Avec les recherches de financement corollaires aux luttes pour des causes sociales (égalité d’emploi) et juridiques (aspect foncier), les revendications kanakes doivent, pour se faire connaître sur la scène mondiale, user de tactiques « internationales ». Les thématiques étant émises par les organisations internationales, ce phénomène a produit de nouveaux jeux de vérité. Les débats publics deviennent des « problèmes sociaux », auxquels les personnes qui revendiquent cherchent à trouver des solutions pragmatiques, économiques et juridiques. Ainsi, les revendications médiatisées kanakes ont montré une grande ambiguïté concernant les perspectives d’avenir de ce monde à (ré)inventer. L’émancipation, tout comme la revendication, illustre cet optimisme de la finitude, c’est-à-dire de la croyance que la création d’une nouvelle situation permettra de tenir compte des demandes. En réalité, les phénomènes d’émancipation et d’adaptation représentent un processus de continuité indéfini. Il y a donc une historicité qui se crée, de l’apparition des revendications initiales à la construction et au partage des idéaux, voire à leur réalisation.

Notes

  1. Avec la loi organique du 27 février 2004, il existe également le statut de pays d’outre-mer (POM). La Polynésie française et la Nouvelle-Calédonie en font partie.
  2. En Nouvelle-Calédonie, c’est dans le contexte mouvementé des années 1980, peu avant les accords de Matignon-Oudinot, que naît le kaneka. Ce style de musique, fortement inspiré du reggae jamaïcain et, dans une moindre mesure, d’autres genres musicaux afro-américains (jazz, blues, rhythm and blues, etc.), puise également ses sources dans les rythmes traditionnels mélanésiens. Pour cette musique, le choix du reggae et du blues provient du fait que ces styles se sont développés dans un contexte de « lutte » contre l’« oppresseur occidental ». Le positionnement exprimé dans les paroles de nombreux morceaux musicaux illustre l’importance de la liberté, une substance symbolique du phénomène de résistance, pour penser l’émancipation du peuple.

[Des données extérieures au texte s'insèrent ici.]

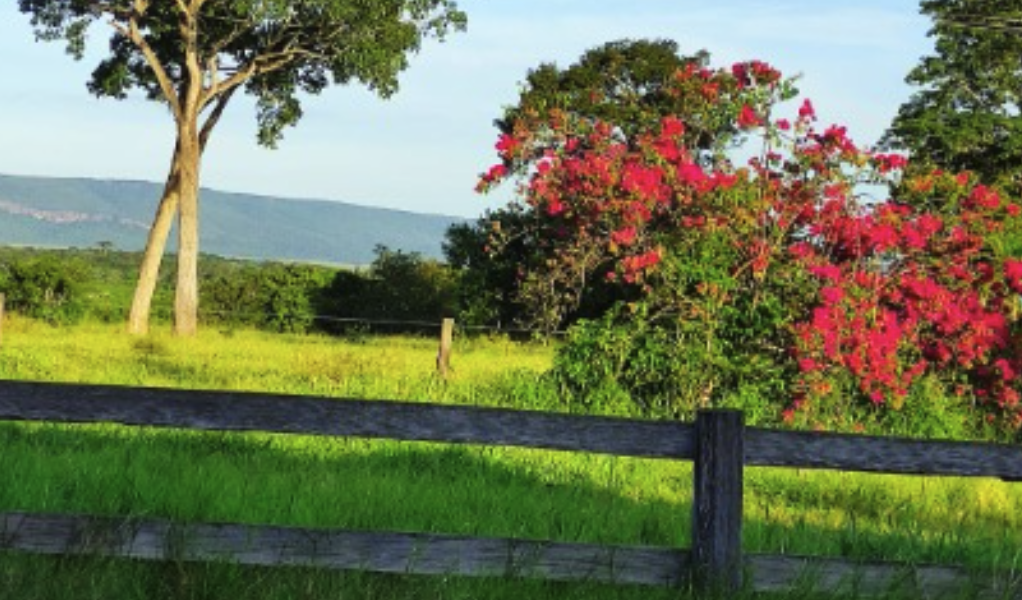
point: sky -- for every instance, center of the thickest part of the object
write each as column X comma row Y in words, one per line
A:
column 422, row 149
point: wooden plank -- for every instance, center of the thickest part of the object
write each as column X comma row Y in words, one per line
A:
column 716, row 526
column 783, row 573
column 884, row 455
column 238, row 411
column 377, row 552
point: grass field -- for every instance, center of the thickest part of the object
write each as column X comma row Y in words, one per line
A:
column 324, row 482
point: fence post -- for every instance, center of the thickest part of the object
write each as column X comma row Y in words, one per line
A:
column 444, row 356
column 716, row 524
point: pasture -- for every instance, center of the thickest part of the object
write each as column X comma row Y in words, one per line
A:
column 320, row 482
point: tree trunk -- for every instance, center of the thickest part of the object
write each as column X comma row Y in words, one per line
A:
column 186, row 294
column 181, row 198
column 138, row 319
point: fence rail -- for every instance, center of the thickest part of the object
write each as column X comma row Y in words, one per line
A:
column 718, row 444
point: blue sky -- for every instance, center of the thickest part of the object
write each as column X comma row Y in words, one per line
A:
column 422, row 149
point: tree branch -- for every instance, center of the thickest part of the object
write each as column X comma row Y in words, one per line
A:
column 214, row 118
column 133, row 33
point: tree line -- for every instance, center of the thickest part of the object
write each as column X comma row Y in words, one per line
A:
column 396, row 292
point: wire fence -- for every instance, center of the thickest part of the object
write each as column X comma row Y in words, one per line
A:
column 402, row 324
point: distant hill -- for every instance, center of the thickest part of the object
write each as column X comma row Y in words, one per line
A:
column 82, row 213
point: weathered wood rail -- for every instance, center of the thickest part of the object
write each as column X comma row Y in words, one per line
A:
column 718, row 444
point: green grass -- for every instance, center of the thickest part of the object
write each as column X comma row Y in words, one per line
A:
column 380, row 485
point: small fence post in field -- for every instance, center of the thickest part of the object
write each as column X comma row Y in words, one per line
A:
column 444, row 356
column 716, row 525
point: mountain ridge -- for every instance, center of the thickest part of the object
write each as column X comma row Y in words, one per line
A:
column 84, row 212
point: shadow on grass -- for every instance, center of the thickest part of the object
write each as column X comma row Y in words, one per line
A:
column 364, row 485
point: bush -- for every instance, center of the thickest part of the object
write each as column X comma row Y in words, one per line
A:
column 45, row 288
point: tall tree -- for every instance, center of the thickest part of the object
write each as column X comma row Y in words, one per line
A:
column 629, row 84
column 195, row 55
column 967, row 114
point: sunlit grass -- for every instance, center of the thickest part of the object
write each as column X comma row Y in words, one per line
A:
column 380, row 485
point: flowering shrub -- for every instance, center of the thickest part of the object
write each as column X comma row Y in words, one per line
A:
column 770, row 284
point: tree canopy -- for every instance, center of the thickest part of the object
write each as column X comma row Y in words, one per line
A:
column 272, row 49
column 194, row 55
column 967, row 112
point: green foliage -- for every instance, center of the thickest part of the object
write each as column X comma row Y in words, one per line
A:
column 398, row 286
column 44, row 287
column 622, row 82
column 273, row 50
column 274, row 296
column 966, row 112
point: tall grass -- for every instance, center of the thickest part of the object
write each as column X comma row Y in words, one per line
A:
column 378, row 485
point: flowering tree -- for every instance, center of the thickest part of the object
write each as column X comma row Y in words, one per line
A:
column 771, row 284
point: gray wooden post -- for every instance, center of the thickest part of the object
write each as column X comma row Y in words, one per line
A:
column 444, row 355
column 716, row 525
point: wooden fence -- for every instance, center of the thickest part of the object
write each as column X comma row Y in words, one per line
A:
column 718, row 443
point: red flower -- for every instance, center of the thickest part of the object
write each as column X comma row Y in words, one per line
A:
column 747, row 118
column 806, row 111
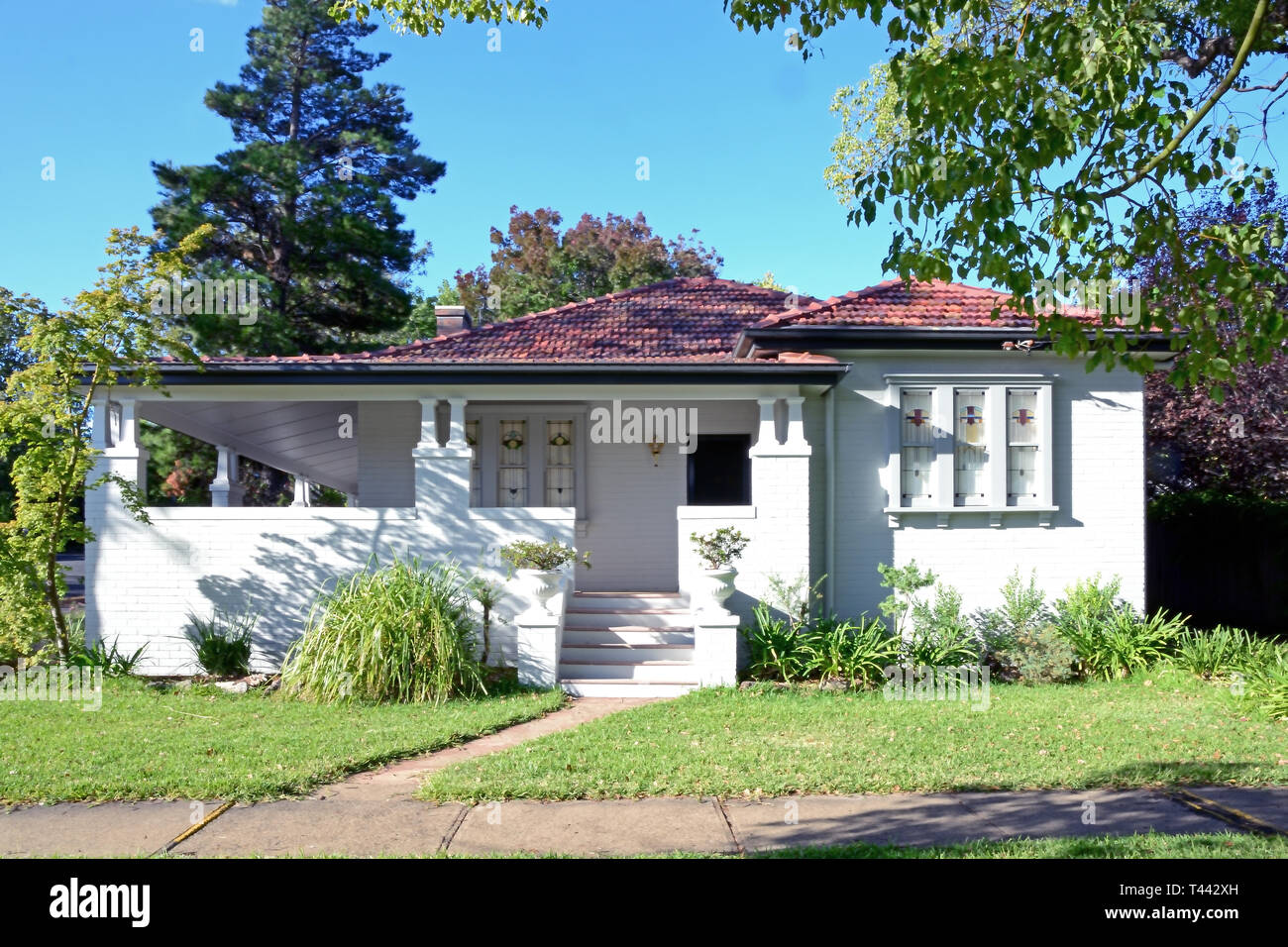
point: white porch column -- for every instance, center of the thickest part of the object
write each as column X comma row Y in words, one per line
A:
column 226, row 489
column 797, row 424
column 121, row 451
column 781, row 493
column 442, row 474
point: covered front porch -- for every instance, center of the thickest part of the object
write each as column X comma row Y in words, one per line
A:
column 626, row 472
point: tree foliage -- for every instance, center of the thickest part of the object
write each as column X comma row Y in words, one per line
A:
column 537, row 265
column 47, row 416
column 307, row 201
column 1035, row 142
column 1234, row 444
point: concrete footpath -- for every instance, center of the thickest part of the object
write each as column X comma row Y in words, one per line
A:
column 631, row 826
column 374, row 813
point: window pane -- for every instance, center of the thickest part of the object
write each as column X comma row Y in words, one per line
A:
column 970, row 455
column 472, row 438
column 915, row 424
column 559, row 464
column 1022, row 434
column 1021, row 475
column 513, row 471
column 914, row 472
column 1021, row 416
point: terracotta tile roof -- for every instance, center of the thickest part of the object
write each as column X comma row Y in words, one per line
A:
column 894, row 303
column 682, row 320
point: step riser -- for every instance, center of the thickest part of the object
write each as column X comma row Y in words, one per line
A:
column 576, row 656
column 658, row 674
column 623, row 603
column 581, row 638
column 609, row 689
column 627, row 620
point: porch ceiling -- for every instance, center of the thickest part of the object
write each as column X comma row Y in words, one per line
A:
column 297, row 437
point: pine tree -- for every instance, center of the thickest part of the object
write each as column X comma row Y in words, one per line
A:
column 305, row 202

  3. Lors de nos séjours entre la France et la Nouvelle-Calédonie, nous avons effectué 71 entretiens avec des calédoniens, dont 50 avec des kanaks.
  4. En 1887, le décret du régime de l’indigénat est promulgué pour contrôler la population kanake. Plus tôt, en 1878, l’expropriation des terres données aux bagnards provoque une insurrection kanake menée par le grand chef Ataï. L’histoire raconte que ce dernier a été tué par un « ennemi » kanak. Sa tête, montrée à Nouméa, est conservée pour être, selon l’histoire, envoyée en métropole. Aujourd’hui encore, elle reste un symbole fort pour la société kanak.
  5. En Nouvelle-Calédonie, le terme « Événements » est relié à ceux des années 1980. En 1984, il y a un mécontentement dû au nouveau statut donné par le secrétaire de l’Outre-mer socialiste, Georges Lemoine, où la question du plan foncier est mal traitée, selon le FLNKS. Le soutien à l’idée de l’« indépendance kanak socialiste » de Jean-Marie Tjibaou, défendue par une partie de la population, va se traduire par un conflit politique et ethnique. En 1985, la mort d’Éloi Machoro va augmenter les tensions. Dans les médias, le terme de « guerre civile » est mentionné. La Nouvelle-Calédonie est en état d’urgence et vit le couvre-feu. Le point culminant de ces événements est constitué par la prise d’otage de gendarmes sur l’île d’Ouvéa avant le second tour de l’élection présidentielle entre François Mitterrand et le premier ministre Jacques Chirac. Le Groupe d’intervention de la Gendarmerie nationale (GIGN), l’Escadron parachutiste d’intervention de la Gendarmerie nationale (EPIGN), une unité de l’armée de terre française (11ème Choc) et le commando-marine Hubert s’engagent dans l’« opération Victor » qui se terminera par la mort de dix-neuf indépendantistes et deux militaires.